Large-scale bioinformatics in the cloud with GCP, Kubernetes and Snakemake

I recently finished a large metagenomics sequencing experiment – 96 10X Genomics linked read libraries sequenced across 25 lanes on a HiSeq4000. This was around 2TB of raw data (compressed fastqs). I’ll go into more detail about the project and data in another post, but here I’m just going to talk about processing the raw data.

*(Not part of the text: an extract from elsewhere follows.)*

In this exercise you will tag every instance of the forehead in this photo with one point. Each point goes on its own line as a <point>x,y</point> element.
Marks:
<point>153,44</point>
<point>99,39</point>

We’re lucky to have a large compute cluster at Stanford for our every day work. This is shared with other labs and has a priority system for managing compute resouces. It’s fine for most tasks, but not up to the scope of this current project. 2TB of raw data may not be “big” in the scale of what places like the Broad deal with on a daily basis, but it’s definitely the largest single sequencing experiment I and our lab has done. To solve this, we had to move… TO THE CLOUD!

By utilizing cloud compute, I can easily scale the compute resources to the problem at hand. Total cost is the same if you use 1 cpu for 100 hours or 100 cpus for 1 hour… so I will parallelize this as much as possible to minimize the time taken to process the data. We use Google Cloud Comptue (GCP) for bioinformatics, but you can do something similar with Amazon’s or Microsoft’s cloud compute, too. I used ideas from this blog post to port the Bhatt lab metagenomics workflows to GCP.

Step 0: Install the GCP SDK, Configure a storage bucket.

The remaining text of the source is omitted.